L'Artic Sea, « perdu » puis retrouvé : Transport maritime et écrans de brouillard

Disparu le 24 juillet en mer Baltique, l'une des plus fréquentées du monde, après une prétendue attaque de pirates (ce que l'on n'avait pas vu depuis longtemps en Europe), l'Artic Sea, un cargo russe de 4 000 tonnes (ce qui n'est pas rien) a réapparu au large des côtes africaines, le 17 août.

Entre-temps, on a appris que la valeur de son chargement déclaré (du bois pour 1,6 million d'euros) était trop modeste pour tenter des pirates, que la rançon réclamée était ridicule. En outre, chose inhabituelle, les marines de guerre de Russie et de l'OTAN ont coopéré pour traquer ce qui était présenté comme un bateau-fantôme.

On a aussi évoqué l'hypothèse que ce navire transportait en fait de la drogue et aurait été la cible d'un règlement de comptes entre bandes mafieuses, comme il y en a tant en ex-URSS, ce que semble confirmer le ministère de la Défense russe quand il déclare avoir arrêté à son bord huit « pirates » russes, lettons et estoniens.

Mais au-delà de ces aspects finalement banals, du moins pour l'ex-Union soviétique, ce qui pourrait passer pour le « polar de l'été » a aussi rappelé comment opère une grande partie du transport maritime mondial, et l'épais brouillard dont il s'entoure.

Ainsi, avec son équipage russe, l'Artic Sea est immatriculé à Malte. Il navigue donc comme tant d'autres sous un pavillon de complaisance bien connu, et européen, malgré ce que prétendent les États de l'Union européenne et les autorités de Bruxelles quand ils disent lutter contre de telles pratiques. De plus, ce navire appartient à Solchart Management Ltd qui, comme son nom ne l'indique pas, est une société sise à Helsinki, une société-écran dont le capital social (15 000 euros !) est si faible qu'il est même inférieur à la valeur déclarée du bois chargé par l'Artic Sea ! Mieux, cette société, à laquelle les autorités finlandaises ne trouvaient apparemment rien à redire, est la filiale d'un groupe basé en Russie, mais « certifié, disent ses documents officiels, par les gouvernements de la République de Malte et de la République du Liberia ».

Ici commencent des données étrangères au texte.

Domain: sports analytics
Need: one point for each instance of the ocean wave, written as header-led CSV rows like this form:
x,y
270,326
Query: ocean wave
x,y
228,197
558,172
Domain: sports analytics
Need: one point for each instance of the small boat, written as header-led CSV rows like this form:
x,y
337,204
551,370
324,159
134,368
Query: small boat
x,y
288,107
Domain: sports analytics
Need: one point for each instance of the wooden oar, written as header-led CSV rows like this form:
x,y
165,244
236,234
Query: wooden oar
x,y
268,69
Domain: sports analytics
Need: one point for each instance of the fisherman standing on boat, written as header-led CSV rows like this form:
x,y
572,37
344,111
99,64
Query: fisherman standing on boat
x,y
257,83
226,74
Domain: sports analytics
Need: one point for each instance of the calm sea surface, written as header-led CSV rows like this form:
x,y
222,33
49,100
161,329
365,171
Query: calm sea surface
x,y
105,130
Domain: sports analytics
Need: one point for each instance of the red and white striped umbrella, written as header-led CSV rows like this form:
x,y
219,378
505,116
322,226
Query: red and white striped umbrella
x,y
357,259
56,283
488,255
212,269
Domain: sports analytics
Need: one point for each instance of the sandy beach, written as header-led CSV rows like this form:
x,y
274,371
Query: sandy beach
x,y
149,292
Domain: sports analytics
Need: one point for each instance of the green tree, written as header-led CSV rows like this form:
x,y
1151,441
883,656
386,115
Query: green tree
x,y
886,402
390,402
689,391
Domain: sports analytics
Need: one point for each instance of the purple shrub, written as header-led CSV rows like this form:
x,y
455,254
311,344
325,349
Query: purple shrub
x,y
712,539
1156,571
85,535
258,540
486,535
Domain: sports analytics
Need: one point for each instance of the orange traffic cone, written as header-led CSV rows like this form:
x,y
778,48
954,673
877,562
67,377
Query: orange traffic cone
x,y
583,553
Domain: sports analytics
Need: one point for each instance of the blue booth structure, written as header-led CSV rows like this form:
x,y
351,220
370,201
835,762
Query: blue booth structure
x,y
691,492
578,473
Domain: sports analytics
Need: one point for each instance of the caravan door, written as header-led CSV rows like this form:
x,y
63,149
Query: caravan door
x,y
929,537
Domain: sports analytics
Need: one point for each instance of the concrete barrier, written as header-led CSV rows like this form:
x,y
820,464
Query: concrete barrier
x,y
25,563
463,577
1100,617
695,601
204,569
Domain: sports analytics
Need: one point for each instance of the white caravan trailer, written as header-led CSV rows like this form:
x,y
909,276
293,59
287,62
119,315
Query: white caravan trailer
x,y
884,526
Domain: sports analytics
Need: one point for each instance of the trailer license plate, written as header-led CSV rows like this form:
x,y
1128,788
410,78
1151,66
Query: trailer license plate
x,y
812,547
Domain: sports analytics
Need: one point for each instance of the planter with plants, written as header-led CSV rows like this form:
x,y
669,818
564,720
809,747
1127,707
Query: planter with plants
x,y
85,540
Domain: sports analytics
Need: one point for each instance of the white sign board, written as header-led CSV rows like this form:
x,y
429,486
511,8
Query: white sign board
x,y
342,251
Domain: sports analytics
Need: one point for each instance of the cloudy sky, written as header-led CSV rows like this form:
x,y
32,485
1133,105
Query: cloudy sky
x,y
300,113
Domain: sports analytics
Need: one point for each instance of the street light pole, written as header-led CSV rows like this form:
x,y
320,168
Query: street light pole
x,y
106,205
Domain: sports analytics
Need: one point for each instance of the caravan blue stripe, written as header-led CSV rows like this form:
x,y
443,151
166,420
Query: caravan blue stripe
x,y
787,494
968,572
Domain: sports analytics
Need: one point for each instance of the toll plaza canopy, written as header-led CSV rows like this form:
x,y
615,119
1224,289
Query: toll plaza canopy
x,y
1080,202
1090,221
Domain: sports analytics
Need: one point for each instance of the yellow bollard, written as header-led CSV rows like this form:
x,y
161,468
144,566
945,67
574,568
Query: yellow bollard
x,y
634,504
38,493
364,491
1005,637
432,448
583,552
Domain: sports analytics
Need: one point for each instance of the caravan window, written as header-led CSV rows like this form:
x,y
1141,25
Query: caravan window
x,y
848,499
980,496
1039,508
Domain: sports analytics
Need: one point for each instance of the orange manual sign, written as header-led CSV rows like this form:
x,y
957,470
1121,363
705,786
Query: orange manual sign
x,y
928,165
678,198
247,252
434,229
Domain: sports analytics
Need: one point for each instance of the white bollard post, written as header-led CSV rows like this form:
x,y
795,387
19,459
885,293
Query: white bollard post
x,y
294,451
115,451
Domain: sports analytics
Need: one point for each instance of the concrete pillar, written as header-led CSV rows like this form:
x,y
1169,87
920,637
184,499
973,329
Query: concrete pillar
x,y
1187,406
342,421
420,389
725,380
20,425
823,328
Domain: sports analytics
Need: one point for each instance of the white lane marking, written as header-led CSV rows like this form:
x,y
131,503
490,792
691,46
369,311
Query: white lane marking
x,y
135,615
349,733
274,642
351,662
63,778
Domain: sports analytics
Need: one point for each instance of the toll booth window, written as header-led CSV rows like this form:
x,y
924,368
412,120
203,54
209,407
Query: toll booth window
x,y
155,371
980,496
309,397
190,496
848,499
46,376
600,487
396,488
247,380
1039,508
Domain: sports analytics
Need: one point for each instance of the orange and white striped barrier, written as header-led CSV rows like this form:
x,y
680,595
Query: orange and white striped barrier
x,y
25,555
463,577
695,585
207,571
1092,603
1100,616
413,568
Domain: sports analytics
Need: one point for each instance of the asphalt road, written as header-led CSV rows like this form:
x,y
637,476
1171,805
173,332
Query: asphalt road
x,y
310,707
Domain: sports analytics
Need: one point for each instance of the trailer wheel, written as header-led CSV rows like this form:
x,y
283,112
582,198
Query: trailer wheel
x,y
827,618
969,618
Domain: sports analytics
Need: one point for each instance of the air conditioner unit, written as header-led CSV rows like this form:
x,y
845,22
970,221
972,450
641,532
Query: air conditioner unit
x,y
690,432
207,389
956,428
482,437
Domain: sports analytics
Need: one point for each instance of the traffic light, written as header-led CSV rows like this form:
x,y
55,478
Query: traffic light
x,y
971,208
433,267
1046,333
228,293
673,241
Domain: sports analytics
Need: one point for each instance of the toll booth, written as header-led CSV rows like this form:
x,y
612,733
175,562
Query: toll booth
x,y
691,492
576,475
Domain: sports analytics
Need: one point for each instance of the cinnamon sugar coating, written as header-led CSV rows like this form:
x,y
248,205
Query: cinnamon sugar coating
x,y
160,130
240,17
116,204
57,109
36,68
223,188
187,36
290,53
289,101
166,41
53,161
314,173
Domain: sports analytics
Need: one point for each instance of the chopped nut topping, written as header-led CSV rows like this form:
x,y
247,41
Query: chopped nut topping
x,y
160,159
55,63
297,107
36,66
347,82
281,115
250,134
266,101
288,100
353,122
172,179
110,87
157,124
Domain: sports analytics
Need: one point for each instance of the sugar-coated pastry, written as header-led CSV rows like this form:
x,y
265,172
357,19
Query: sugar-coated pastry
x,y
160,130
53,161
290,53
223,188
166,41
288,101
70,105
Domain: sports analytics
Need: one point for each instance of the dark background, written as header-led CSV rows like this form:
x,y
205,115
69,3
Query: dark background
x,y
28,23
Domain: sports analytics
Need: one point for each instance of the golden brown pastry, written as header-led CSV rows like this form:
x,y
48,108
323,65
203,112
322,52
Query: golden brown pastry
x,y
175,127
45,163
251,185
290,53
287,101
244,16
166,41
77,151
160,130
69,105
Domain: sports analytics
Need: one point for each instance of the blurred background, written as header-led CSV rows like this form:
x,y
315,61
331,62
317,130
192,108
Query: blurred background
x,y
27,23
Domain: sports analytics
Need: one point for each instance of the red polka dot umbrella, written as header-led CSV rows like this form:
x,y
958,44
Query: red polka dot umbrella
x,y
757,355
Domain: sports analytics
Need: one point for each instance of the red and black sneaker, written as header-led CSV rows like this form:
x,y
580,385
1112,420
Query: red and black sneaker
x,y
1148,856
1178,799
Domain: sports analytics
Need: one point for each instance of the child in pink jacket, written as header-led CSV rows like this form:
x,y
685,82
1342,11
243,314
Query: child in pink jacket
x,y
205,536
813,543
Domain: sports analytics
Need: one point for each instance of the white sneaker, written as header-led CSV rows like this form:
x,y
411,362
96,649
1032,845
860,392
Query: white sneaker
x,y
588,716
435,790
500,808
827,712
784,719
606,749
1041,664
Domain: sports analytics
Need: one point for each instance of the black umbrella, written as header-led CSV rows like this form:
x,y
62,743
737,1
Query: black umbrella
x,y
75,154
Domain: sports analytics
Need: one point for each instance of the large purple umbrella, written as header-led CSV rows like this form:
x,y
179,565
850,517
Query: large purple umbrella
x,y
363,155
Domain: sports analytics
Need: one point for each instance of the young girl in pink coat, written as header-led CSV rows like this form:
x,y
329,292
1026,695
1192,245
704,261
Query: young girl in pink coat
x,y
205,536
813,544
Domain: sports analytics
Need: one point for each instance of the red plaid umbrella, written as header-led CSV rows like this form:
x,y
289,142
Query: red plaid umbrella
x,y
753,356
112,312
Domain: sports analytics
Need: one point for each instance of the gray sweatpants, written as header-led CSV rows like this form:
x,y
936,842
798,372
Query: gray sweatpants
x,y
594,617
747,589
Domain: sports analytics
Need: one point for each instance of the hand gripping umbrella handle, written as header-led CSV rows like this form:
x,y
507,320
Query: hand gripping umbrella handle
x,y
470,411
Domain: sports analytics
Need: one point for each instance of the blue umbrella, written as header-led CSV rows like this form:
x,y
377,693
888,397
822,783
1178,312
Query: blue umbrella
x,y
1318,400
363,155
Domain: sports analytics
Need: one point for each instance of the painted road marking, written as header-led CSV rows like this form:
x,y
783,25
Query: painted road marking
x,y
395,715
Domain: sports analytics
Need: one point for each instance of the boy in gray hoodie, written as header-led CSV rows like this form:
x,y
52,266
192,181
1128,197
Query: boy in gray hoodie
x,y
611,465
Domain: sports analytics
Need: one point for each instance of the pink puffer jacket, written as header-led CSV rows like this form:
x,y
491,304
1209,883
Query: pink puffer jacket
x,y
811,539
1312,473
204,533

Un joli petit tour du monde que peut faire un bateau sans quitter le port : celui des pavillons de complaisance, des États abritant les filiales de sociétés-mères situées dans d'autres pays. Un système destiné à les mettre à l'abri de poursuites en cas de problème, et tout particulièrement de catastrophe maritime.

Car l'Artic Sea a peut-être des actionnaires russes mafieux, en tout cas les uns et les autres usent des mêmes méthodes que les Amoco Cadiz, Erika et autres affrétés par Total, Exxon et compagnie, dont on sait comment, régulièrement, ils ont pu polluer quasiment impunément toutes les mers du globe et leurs rivages.